Ingredients
2 tablespoons olive oil,
1¼ pounds skinless, boneless chicken thighs
Coarse kosher salt and freshly ground pepper
1 large onion, finely chopped
1 tablespoon minced fresh sage,
1 pound butternut squash, peeled, seeded, and cut into ½ inch pieces
2 bunches small turnips, unpeeled, cut into ½ -inch pieces, greens reserved
1½ cups plus 1 tablespoon low sodium chicken broth (preferably organic)

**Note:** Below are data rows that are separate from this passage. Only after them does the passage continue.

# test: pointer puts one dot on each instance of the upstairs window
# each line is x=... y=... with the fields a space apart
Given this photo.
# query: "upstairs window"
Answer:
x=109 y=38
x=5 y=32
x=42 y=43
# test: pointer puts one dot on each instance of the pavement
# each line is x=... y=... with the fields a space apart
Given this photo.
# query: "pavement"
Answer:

½ pound fresh shiitake mushrooms, stemmed, and cut into 1-inch pieces
1¼ teaspoons all-purpose flour
Preparation
In a heavy large skillet over medium-high heat, warm 1 tablespoon of the oil. Sprinkle the chicken with salt and pepper. Add the chicken to the skillet and brown, about 1½ minutes per side. Using tongs, transfer the chicken to a plate. Reduce the heat to medium; add the onion and sage, and sauté until tender, about 5 minutes. Add the squash and turnips, and stir to coat with oil. Add 1½ cups of the broth. Bring to a boil, reduce the heat to medium-low, cover, and simmer until the chicken is tender, about 25 minutes.
Meanwhile, in a large nonstick skillet over medium-high heat, warm the remaining 1 tablespoon oil. Add the mushrooms, sprinkle with salt and pepper, and sauté until tender, about 3 minutes. Remove from the heat. Chop the greens from 1 bunch of the turnips (reserve the remainder for another use).

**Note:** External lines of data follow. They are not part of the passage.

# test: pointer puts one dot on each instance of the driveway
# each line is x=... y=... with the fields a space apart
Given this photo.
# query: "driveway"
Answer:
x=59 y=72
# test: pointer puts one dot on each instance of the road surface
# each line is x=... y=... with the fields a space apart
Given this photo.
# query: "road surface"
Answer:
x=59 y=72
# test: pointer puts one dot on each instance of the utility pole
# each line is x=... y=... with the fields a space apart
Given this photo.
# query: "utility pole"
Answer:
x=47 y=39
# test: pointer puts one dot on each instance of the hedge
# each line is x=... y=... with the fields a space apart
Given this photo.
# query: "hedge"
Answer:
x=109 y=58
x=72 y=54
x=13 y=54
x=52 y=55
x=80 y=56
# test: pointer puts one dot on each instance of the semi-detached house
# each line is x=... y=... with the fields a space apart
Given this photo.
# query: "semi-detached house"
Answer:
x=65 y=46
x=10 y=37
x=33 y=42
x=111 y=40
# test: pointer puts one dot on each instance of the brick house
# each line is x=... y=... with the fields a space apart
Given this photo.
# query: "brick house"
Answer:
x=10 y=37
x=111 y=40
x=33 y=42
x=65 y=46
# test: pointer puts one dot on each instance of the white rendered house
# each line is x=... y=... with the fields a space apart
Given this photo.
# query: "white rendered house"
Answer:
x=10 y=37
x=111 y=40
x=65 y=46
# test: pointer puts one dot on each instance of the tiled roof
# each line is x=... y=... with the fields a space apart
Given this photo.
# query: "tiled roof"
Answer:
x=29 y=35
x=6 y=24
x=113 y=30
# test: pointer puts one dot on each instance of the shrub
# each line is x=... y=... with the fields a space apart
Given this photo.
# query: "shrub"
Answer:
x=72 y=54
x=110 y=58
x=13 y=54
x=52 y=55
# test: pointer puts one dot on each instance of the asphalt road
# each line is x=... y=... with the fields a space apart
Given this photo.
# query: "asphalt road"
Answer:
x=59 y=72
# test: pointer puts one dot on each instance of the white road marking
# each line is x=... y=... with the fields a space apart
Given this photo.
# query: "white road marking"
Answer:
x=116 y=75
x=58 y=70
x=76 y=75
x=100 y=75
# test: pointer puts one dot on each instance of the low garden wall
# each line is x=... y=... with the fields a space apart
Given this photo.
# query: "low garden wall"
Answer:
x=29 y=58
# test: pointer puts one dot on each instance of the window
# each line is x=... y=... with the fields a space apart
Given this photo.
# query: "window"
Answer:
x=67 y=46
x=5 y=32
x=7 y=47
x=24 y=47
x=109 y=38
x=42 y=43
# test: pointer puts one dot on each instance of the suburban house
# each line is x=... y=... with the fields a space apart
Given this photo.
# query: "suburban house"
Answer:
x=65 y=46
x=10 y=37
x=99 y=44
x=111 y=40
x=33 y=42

Add the mushrooms and chopped turnip greens to the chicken. Cover and simmer until the greens wilt, about 5 minutes. In a small bowl, place the flour; gradually add the remaining 1 tablespoon chicken broth, mixing until smooth. Add to the chicken mixture, mix it in, cover, and simmer until the sauce thickens, about 2 minutes. Taste and adjust the seasoning, and serve right away.